7 de agosto de 2008

Extravagâncias monetárias

O Brasil abusa dos juros altos e da valorização cambial como instrumentos de combate à inflação

Paulo Nogueira Batista Jr.


A ÚLTIMA ata do Copom (Comitê de Política Monetária do Banco Central) declara que a estratégia é trazer a inflação de volta para a meta central de 4,5% "tempestivamente, isto é, já em 2009".
Talvez o Copom não tenha sido totalmente sincero (espero que não), mas vamos supor que sim.
Faz sentido essa estratégia? Depende. Se os preços do petróleo e dos alimentos continuarem cedendo, a meta central pode ser viável em 2009. Caso contrário, o custo pode ser alto.
Alto e desnecessário. Não seria mais razoável adotar um horizonte mais longo e fazer a taxa de inflação convergir gradualmente para o centro da meta? Buscar, por exemplo, algo como 5% a 5,5% em 2009 e 4,5% só em 2010? Para isso é que existe o intervalo de confiança de dois pontos percentuais acima e abaixo da meta central. Quando a economia sofre um choque de preços violento, como o que ocorreu em 2008 com petróleo, alimentos e outras commodities, a existência de um intervalo de confiança proporciona tempo e flexibilidade à política monetária.
Ao mirar o centro da meta com açodamento, o Copom poderá ser levado a praticar juros extravagantes -com conseqüências em termos de baixo crescimento da economia, aumento do desemprego, pressão sobre as finanças públicas e valorização adicional do real em relação a moedas estrangeiras.
Na verdade, os juros brasileiros já são extravagantes.
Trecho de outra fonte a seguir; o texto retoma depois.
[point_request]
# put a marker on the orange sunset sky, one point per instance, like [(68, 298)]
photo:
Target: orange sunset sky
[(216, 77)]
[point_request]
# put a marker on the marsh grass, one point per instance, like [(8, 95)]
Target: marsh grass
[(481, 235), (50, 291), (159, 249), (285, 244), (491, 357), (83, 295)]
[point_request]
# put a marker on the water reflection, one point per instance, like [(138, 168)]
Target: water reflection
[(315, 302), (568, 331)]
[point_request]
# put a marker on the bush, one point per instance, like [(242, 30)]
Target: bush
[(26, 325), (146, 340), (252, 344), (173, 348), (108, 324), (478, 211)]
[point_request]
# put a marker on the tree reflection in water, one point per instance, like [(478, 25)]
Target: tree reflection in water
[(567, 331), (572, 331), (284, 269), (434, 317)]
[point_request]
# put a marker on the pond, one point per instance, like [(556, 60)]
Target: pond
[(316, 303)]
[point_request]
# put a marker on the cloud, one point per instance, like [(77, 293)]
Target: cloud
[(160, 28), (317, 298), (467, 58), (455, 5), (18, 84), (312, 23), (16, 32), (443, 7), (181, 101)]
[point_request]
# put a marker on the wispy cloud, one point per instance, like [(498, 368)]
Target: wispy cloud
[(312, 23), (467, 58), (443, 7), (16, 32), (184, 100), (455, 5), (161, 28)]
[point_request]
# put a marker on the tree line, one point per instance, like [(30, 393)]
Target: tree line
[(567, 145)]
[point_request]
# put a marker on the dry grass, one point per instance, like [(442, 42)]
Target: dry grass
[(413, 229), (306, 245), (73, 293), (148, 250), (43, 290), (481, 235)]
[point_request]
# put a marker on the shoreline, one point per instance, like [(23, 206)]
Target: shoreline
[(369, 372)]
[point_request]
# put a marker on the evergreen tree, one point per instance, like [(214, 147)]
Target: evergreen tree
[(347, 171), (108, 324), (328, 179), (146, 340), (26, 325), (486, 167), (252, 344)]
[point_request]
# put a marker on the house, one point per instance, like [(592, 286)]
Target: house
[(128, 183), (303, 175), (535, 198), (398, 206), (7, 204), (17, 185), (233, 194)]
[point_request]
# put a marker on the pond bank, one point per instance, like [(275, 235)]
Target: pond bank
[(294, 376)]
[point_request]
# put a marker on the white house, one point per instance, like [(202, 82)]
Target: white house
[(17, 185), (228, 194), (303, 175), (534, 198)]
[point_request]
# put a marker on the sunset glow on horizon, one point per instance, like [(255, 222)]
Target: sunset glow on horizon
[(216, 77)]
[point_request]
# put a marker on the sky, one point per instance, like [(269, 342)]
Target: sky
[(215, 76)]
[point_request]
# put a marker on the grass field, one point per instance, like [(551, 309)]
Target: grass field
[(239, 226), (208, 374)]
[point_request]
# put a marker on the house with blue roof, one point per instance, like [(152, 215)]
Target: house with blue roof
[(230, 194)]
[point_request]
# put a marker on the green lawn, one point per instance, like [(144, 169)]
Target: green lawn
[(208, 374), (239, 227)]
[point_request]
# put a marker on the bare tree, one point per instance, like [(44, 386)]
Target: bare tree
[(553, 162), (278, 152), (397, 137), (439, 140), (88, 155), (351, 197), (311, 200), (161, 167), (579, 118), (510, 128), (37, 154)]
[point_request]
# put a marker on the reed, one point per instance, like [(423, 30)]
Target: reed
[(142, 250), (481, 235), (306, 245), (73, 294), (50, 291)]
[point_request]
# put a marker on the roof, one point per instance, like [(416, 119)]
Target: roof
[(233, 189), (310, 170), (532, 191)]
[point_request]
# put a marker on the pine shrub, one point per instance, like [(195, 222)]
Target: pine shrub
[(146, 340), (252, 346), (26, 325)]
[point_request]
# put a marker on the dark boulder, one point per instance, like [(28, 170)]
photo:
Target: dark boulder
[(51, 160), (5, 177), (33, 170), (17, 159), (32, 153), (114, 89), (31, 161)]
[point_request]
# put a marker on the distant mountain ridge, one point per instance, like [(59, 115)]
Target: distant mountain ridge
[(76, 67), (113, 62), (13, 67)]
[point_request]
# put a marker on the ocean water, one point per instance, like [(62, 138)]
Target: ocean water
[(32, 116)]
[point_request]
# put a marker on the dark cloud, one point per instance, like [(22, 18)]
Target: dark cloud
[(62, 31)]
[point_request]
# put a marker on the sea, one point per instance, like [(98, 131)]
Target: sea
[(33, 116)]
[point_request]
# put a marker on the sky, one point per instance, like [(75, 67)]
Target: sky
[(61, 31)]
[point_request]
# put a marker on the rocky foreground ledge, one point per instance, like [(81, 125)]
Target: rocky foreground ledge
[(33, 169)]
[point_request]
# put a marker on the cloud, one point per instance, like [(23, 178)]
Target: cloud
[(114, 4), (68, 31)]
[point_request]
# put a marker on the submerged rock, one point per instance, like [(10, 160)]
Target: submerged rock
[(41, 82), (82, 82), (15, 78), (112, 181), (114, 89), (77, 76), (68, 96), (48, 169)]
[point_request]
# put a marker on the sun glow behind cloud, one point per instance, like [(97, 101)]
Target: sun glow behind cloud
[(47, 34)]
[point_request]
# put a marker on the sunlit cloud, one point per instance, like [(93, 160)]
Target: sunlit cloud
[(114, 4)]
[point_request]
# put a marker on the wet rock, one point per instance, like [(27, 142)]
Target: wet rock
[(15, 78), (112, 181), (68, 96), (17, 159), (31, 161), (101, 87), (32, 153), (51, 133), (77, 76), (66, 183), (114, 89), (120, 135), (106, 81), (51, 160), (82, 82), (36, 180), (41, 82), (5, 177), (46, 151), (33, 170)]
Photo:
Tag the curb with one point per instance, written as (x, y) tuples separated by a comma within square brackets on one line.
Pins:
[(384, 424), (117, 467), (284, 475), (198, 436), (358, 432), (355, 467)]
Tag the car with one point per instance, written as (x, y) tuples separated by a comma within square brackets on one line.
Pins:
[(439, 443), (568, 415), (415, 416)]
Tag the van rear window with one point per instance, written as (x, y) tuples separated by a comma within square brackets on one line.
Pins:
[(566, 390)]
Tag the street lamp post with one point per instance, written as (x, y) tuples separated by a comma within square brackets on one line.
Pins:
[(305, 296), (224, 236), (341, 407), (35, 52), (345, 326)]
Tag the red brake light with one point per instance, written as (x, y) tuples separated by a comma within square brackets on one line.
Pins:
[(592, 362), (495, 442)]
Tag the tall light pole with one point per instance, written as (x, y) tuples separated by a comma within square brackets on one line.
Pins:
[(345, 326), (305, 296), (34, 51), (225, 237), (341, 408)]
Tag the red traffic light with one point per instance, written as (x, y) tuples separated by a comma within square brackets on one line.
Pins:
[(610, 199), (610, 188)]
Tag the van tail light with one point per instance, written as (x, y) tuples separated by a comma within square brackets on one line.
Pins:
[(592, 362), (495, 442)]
A UpTrend Consultoria Econômica faz um levantamento periódico das taxas de juro praticadas em 39 países e em Hong Kong. De acordo com o último levantamento, o Brasil lidera com folga o ranking de juros reais. A taxa básica brasileira, descontada a inflação projetada para os próximos 12 meses, alcança 7,2%. A média geral é negativa em 0,2%. Nada menos que 19 países praticam taxas reais negativas -inclusive Estados Unidos, Japão, Israel, Coréia do Sul e Chile.
Se o Copom continuar aumentando a taxa básica, especialmente em doses cavalares, como na sua última reunião, a diferença crescente entre os juros brasileiros e os do resto do mundo atrairá grande volume de recursos do exterior -especialmente se ao diferencial de juros se acrescentar a firme expectativa de valorização do real. A competitividade da economia brasileira irá para o espaço. O nosso déficit estrutural no balanço de pagamentos em conta corrente aumentará ainda mais.
No regime de câmbio flutuante, a valorização cambial não é propriamente um efeito colateral indesejável da política monetária restritiva, mas sim um dos canais de transmissão dessa política. O problema, volto a dizer, é que o Brasil vem abusando da valorização cambial como instrumento de combate à inflação. O espaço para isso é agora pequeno ou inexistente.
A cada mês que passa, pioram os números do balanço de pagamentos. O ritmo de crescimento das importações supera por larga margem o das exportações. São crescentes os gastos com viagens internacionais e com a remessa de lucros e dividendos ao exterior. O déficit em conta corrente acumulado em 12 meses subiu para US$ 18,1 bilhões em junho. As projeções de mercado, coletadas pelo Banco Central, apontam para um déficit de US$ 25 bilhões em 2008 e de US$ 33 bilhões em 2009.
Ora, o cenário internacional está longe, muito longe de tranqüilo. Tudo indica que a fase de bonança acabou. Poderemos sofrer novos choques externos e atravessar períodos de turbulência.
Não é hora de extravagâncias.

Sobre o autor

Paulo Nogueira Batista Jr., 53, escreve às quintas-feiras nesta coluna. Diretor-executivo no FMI, representa um grupo de nove países (Brasil, Colômbia, Equador, Guiana, Haiti, Panamá, República Dominicana, Suriname e Trinidad e Tobago).